Quick Links

Re: SIGSEGV in BRIN autosummarize

From:	Justin Pryzby <pryzby(at)telsasoft(dot)com>
To:	Tomas Vondra <tomas(dot)vondra(at)2ndquadrant(dot)com>
Cc:	pgsql-hackers(at)postgresql(dot)org, Alvaro Herrera <alvherre(at)alvh(dot)no-ip(dot)org>
Subject:	Re: SIGSEGV in BRIN autosummarize
Date:	2017-10-15 01:56:56
Message-ID:	20171015015656.GC22678@telsasoft.com
Views:	Whole Thread \| Raw Message \| Download mbox \| Resend email
Thread:
Lists:	pgsql-hackers

On Fri, Oct 13, 2017 at 10:57:32PM -0500, Justin Pryzby wrote:
> > Also notice the vacuum process was interrupted, same as yesterday (think
> > goodness for full logs). Our INSERT script is using python
> > multiprocessing.pool() with "maxtasksperchild=1", which I think means we load
> > one file and then exit the subprocess, and pool() creates a new subproc, which
> > starts a new PG session and transaction. Which explains why autovacuum starts
> > processing the table only to be immediately interrupted.

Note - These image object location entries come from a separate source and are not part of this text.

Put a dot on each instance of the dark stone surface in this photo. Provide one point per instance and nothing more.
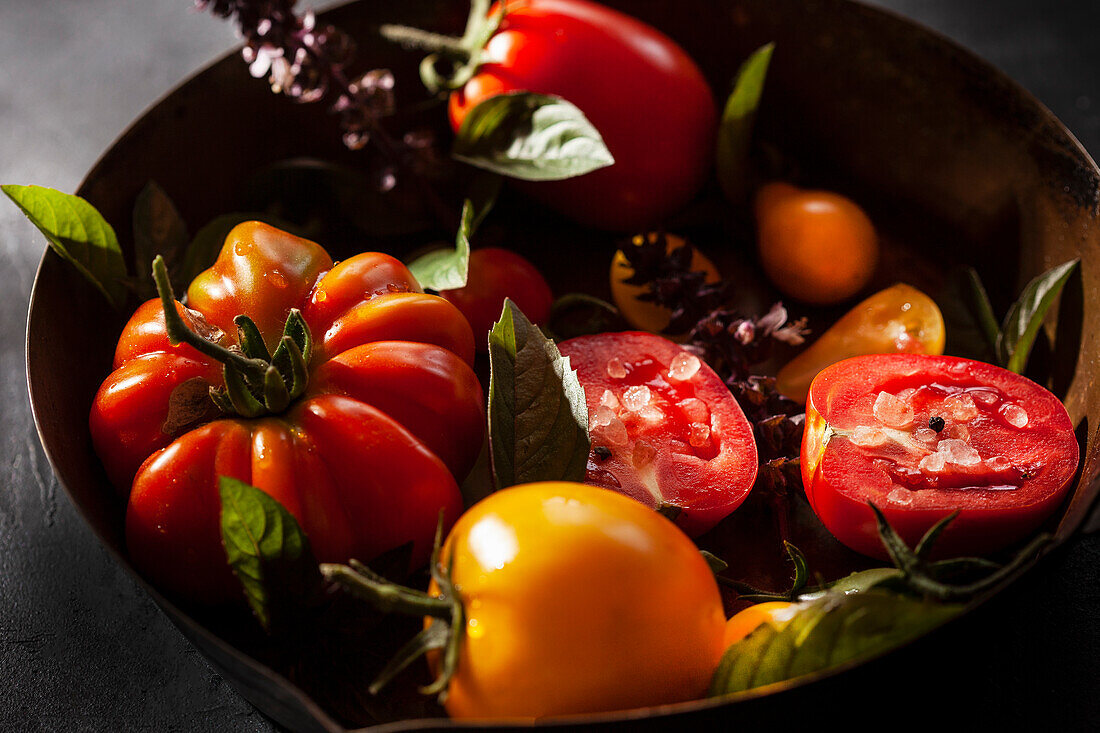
(83, 648)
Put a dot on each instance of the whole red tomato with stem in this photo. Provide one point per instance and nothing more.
(924, 436)
(666, 429)
(495, 274)
(342, 391)
(644, 94)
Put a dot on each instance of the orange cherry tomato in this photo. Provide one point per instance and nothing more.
(900, 319)
(747, 621)
(815, 245)
(578, 600)
(641, 314)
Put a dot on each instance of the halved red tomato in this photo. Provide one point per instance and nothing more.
(923, 436)
(664, 428)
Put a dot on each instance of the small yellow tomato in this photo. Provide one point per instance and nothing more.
(900, 319)
(578, 600)
(641, 314)
(815, 245)
(745, 622)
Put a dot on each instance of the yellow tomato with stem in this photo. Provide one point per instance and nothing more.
(644, 315)
(899, 319)
(576, 600)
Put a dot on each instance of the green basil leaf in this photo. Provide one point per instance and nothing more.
(735, 131)
(530, 137)
(268, 553)
(1025, 316)
(447, 270)
(825, 632)
(538, 419)
(158, 229)
(969, 323)
(78, 233)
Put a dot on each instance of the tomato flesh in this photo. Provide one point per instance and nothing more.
(923, 436)
(658, 438)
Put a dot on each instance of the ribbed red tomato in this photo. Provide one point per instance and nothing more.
(664, 427)
(923, 436)
(363, 456)
(642, 93)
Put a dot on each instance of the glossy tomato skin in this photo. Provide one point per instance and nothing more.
(644, 94)
(496, 274)
(578, 601)
(365, 459)
(650, 456)
(1025, 455)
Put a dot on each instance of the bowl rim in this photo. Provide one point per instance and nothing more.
(189, 627)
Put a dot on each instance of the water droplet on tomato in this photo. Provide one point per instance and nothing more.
(1015, 415)
(684, 365)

On Sun, Oct 15, 2017 at 01:57:14AM +0200, Tomas Vondra wrote:
> I don't follow. Why does it explain that autovacuum gets canceled? I
> mean, merely opening a new connection/session should not cancel
> autovacuum. That requires a command that requires table-level lock
> conflicting with autovacuum (so e.g. explicit LOCK command, DDL, ...).

I was thinking that INSERT would do it, but I gather you're right about
autovacuum. Let me get back to you about this..

> > Due to a .."behavioral deficiency" in the loader for those tables, the crashed
> > backend causes the loader to get stuck, so the tables should be untouched since
> > the crash, should it be desirable to inspect them.
> >
>
> It's a bit difficult to guess what went wrong from this backtrace. For
> me gdb typically prints a bunch of lines immediately before the frames,
> explaining what went wrong - not sure why it's missing here.

Do you mean this ?

...
Loaded symbols for /lib64/libnss_files-2.12.so
Core was generated by `postgres: autovacuum worker process gtt '.
Program terminated with signal 11, Segmentation fault.
#0 pfree (pointer=0x298c740) at mcxt.c:954
954 (*context->methods->free_p) (context, pointer);

> Perhaps some of those pointers are bogus, the memory was already pfree-d
> or something like that. You'll have to poke around and try dereferencing
> the pointers to find what works and what does not.
>
> For example what do these gdb commands do in the #0 frame?
>
> (gdb) p *(MemoryContext)context

(gdb) p *(MemoryContext)context
Cannot access memory at address 0x7474617261763a20

> (gdb) p *GetMemoryChunkContext(pointer)

(gdb) p *GetMemoryChunkContext(pointer)
No symbol "GetMemoryChunkContext" in current context.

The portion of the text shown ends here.